DHS: $7M to Lockheed Martin for Rapid Analysis of Infrastructure Disruption tool.

Lockheed Martin Space Systems Co.’s Advanced Technology Center won a five-year $7 million contract with the Department of Homeland Security’s (DHS) Science & Technology Directorate for the Complex Event Modeling Simulation and Analysis (CEMSA) project.

Under the five-year, $7 million deal, Lockheed Martin will develop tools that can be used to quickly assess disruptions to infrastructure and resources during crises like natural disasters or attacks.

The tool called Rapid Analysis of Infrastructure Disruption will be designed to be integrated with existing homeland security systems to provide advanced capabilities to assess, within a short decision window, the interdependencies and cascading effects on Critical Infrastructures and Key Resources (CIKR) when dealing with multiple, concurrent disruptions.
 
The Rapid Analysis of Infrastructure Disruption (RAID) is a new modeling and simulation environment that will be more adaptive than current systems and will allow DHS and national leaders to analyze the impact of multiple disruptions at local, regional, and national levels in a time frame required to make effective decisions.
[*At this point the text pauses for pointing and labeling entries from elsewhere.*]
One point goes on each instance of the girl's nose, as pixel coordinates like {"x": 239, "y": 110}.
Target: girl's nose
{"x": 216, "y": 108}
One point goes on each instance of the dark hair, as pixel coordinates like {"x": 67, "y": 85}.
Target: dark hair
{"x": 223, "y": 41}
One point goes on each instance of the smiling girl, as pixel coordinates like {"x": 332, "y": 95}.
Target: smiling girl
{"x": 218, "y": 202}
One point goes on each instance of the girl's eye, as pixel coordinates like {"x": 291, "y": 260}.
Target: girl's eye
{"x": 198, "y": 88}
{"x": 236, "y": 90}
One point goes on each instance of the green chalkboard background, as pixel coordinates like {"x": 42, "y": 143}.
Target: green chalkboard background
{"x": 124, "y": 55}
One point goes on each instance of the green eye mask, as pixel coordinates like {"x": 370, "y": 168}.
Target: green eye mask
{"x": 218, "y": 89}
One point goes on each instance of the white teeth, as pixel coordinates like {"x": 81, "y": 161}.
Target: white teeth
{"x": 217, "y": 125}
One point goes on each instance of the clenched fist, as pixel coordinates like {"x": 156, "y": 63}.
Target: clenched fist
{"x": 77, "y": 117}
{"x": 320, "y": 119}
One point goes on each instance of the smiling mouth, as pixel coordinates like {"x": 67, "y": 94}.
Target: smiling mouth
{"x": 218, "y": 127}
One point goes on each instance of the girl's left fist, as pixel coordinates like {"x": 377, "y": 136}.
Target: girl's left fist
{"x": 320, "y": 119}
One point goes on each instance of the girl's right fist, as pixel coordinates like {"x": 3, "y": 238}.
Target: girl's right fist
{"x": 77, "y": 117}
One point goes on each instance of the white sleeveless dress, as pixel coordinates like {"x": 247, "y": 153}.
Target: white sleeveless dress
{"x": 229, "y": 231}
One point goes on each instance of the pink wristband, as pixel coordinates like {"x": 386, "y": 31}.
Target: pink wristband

Future system requirements will build upon the work of the CEMSA contract.
 
Lockheed Martin will specify, and deliver to DHS, a system design with all associated aspects including hardware and software architecture, interface specification, network throughput, operations concept, model identification process, and a model maintenance/updating approach. Lockheed Martin’s deliverables also include a working prototype of the CEMSA system within the first 12 months of the project.
 
“The strength of our RAID tool is the scientific qualifications of the team we have assembled and the specialized modeling and simulation techniques we employ to develop the environment,” says Dr. Steve Hall, principal software engineer at LMSSC, and RAID capture manager. “In addition, we have extensive experience with key technologies including: system of systems engineering, complexity theory, modeling abstraction and adaptive planning; and specific experience in the national infrastructure disturbance impact modeling domain.”

Any single event of infrastructure disruption can have significant consequences as effects ripple outwards. Multiple disruptions — whether human-caused or the result of natural disasters — can spawn further failures as effects intersect and multiply. For example, the possible consequences of a terrorist attack during or following a hurricane are being investigated.
 
Intelligence or other threat reporting suggests an adversarial organization might attempt to exploit vulnerabilities resulting from the dislocation caused by a severe weather event. Government leadership requires information about the high consequence scenarios that could evolve from such an attack. CEMSA/RAID will provide the capability to model the combined disruption of a hurricane with different attack scenarios to give a complete picture of the possible national impacts associated with different overall threats.